Page 103 of Friend of the Family
‘Karen, I’m the one who’s been fired.’
Karen looked at her wide-eyed. No micro-expressions, no evasion; it was all there to see. She wasn’t surprised to hear that Amy had been kicked out; in fact she had been expecting it.
‘She did it,’ she said, her voice almost a whisper.
‘Did what?’
Karen gave her a look of disdain, one Amy recognised from all those years ago. She had always been the streetwise one, the cynic, and she reserved her most withering look for Amy: so easy to fool, always sucked in, innocent and trusting. ‘No one’s going to give you anything, Ames,’ she would say. ‘You have to take it for yourself.’ It was one of the things – along with French kissing and rolling fags – that Amy had learned from Karen, and the one thing she had packed in her suitcase when she had shipped out to Oxford. And of course Karen would have taught the very same lesson to her daughter, wouldn’t she? If nothing else, that would be the one thing Karen would pass on. Take it for yourself, Josie.
‘She got what she wanted.’
Amy nodded to herself. She had been right all along, no matter what Pog or Claire or David or Max had said.
‘Karen, I saw Pog last night,’ she said.
‘Pog? That posh bloke from the Oxford house? What’s he doing these days?’
Amy didn’t want to be diverted. ‘He told me about that night at the ball.’
Karen didn’t react. Not even a flinch. Amy sat forward, determined to get it all out.
‘He said he saw you and David . . .’ She trailed off. Say it, say it. ‘He said he saw you two making out.’

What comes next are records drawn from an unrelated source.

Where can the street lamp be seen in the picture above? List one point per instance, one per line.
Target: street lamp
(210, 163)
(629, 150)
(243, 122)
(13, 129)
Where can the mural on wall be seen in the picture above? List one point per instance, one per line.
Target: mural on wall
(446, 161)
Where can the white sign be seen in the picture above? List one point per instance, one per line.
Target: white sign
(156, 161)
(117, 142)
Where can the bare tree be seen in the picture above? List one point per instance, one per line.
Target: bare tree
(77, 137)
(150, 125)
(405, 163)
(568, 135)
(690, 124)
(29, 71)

Karen blinked at her, then burst out laughing. ‘That’s what this is about? You’ve just lost your job and yet you’re worried your precious David might have shagged some other girl twenty years ago? Christ, Amy. Haven’t you got anything better to worry about? Is there really that much money in the bank?’
Anger rose in Amy. It was funny how with old friends you slipped so easily into ancient roles so long left behind. She had forgotten how Karen used to put her down, belittle her. But not now, not any more.

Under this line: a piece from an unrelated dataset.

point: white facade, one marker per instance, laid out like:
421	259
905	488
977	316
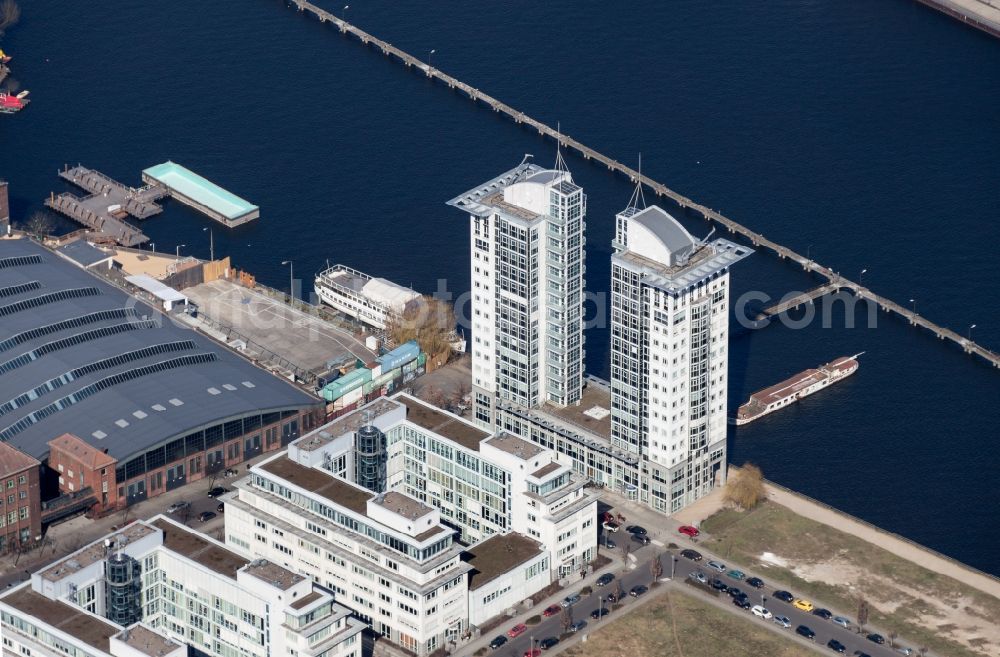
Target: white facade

‘I’m not asking you if you shagged my husband twenty years ago. I’m asking if he’s Josie’s father.’
Karen’s jaw dropped. ‘Josie’s father?’ She shook her head slowly, then gave a bitter laugh. ‘I don’t know what Pog thinks he saw, but if he thinks he saw that, he got it wrong. David and I . . . We were pissed, we fancied each other, yeah. We even snogged for a bit, but . . .’ She closed her eyes, as if she was reluctant to say it. ‘We didn’t do it, Amy. In fact, David stopped because of you.’
‘Me?’
Her mouth twisted into a sneer. ‘The old story: he was kissing me, but thinking of you. It was you he wanted all along.’
Amy sat there, stunned, not knowing what to say, relief flooding every cell. David wasn’t Josie’s dad: he’d turned Karen down for her, he’d wanted her even then. And then another emotion replaced the relief and she wanted to bang her stupid head on the table. She’d been such an idiot. Maybe she simply didn’t deserve David.

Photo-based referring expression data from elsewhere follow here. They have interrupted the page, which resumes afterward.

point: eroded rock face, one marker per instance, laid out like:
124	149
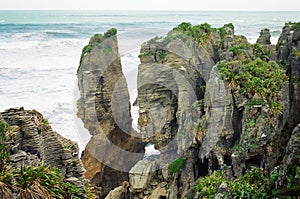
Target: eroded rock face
217	127
104	107
288	53
264	37
289	167
34	141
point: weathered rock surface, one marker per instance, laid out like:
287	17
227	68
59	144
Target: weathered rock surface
103	107
140	175
288	180
264	37
187	109
34	141
288	53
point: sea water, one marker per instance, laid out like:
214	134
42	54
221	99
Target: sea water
40	52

‘So if David isn’t her father, why would Josie want to hurt me?’
‘Why not?’ Karen swept an arm around the run-down pub. ‘Look at this bloody place, Amy. Does it look any better to you now than it did when you left? No, it’s still a shithole, it will always be a shithole.’
‘But what’s that got to do with me?’
Karen pointed a calloused finger at her. ‘You got out. You’ve lived a charmed bloody life, haven’t you?’
‘But Josie got out too; she went to uni.’
Karen laughed. ‘Did she hell.’
‘But you said . . .’
‘Typical Amy. Always looking at the big picture, never checking the details. Josie left school at sixteen – was asked to leave, truth be told. She worked at the leisure centre for a bit, until they closed that down. Then bar work where she could get it, but mostly she brooded. About you.’
‘Me? What did I ever do to her?’
Karen sat forward, her eyes blazing. ‘What did you ever do?’ she spat. ‘What did you do, Amy? Did you ever come to see us, ever send her a birthday card, even take the time to friend either of us on bloody Facebook? Did you? The times she used to ask me when Auntie Amy was going to come and see us, and I got tired of making excuses. I told her the truth. That you’d outgrown the little people like me and her.’
Amy pressed back into her chair, genuinely stunned.